Sam Morril
Stand-up specials
A joke-writing traditionalist who delivers dark misdirection at an exhausted crawl.
Sam Morril stands perfectly still. He holds a drink, speaks in a thick, gravelly rasp, and barely alters his inflection whether he is complaining about a bad date or pitching a dark hypothetical. The structure is strict but the pace is a crawl. He works in pure setup and punchline, relying heavily on misdirection. He will lead a crowd down a familiar path about New York sports or a petty relationship grievance, then sharply detour into something grim. He waits patiently through the groans, letting the room squirm before delivering a secondary punchline that breaks the tension.
He occupies a specific lane as a modern traditionalist, a comedian’s comedian who releases new hours constantly. By self-publishing specials on YouTube alongside theater tapings for streaming platforms, and by trading shop talk weekly on his podcast We Might Be Drunk with Mark Normand, he has become a central figure for fans who care about the mechanics of joke construction.

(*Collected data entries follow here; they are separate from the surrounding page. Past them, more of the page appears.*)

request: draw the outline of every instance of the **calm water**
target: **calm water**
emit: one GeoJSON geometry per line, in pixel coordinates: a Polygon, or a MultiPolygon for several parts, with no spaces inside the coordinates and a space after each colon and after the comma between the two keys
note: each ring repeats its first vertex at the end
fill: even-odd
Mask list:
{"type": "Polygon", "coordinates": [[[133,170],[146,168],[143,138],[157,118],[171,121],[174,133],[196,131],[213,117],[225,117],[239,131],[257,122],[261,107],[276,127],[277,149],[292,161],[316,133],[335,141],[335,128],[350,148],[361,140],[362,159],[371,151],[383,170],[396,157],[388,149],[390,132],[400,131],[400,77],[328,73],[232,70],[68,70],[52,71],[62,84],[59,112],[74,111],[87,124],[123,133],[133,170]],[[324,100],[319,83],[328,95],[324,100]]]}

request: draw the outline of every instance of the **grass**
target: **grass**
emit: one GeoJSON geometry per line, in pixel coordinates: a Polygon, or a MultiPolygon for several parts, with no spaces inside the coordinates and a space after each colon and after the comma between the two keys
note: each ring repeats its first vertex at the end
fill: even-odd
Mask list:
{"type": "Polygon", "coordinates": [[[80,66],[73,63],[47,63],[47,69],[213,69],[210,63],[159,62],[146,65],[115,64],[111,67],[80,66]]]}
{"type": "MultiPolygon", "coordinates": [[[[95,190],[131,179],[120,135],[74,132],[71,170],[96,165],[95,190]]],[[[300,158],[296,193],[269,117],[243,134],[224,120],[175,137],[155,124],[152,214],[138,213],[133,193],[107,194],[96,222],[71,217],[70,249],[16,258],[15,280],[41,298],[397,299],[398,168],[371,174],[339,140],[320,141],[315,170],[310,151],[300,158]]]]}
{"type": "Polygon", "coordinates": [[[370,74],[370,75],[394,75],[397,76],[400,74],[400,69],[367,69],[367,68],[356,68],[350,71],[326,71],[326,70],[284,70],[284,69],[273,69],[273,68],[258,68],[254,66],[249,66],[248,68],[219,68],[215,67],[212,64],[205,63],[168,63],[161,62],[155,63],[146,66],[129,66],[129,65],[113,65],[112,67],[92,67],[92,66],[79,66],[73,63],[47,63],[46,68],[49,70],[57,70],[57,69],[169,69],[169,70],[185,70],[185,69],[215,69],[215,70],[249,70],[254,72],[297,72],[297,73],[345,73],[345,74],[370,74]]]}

His material rarely strays from his immediate perspective. He talks about drinking, dating, and his family, mining ordinary frustrations to build jokes that lock together cleanly. Because he does not act out his bits or rely on physicality, the writing carries the entire load. When a premise is thin, the low-energy delivery makes the set feel like a dry recitation of a notebook. But when the writing connects, the contrast between his exhausted demeanor and the sharp misdirection pays off.
A lifelong Manhattan resident, his comedy carries the cynical, observational tone of a classic New York club comic, a rhythm built through years of late-night spots at the Comedy Cellar.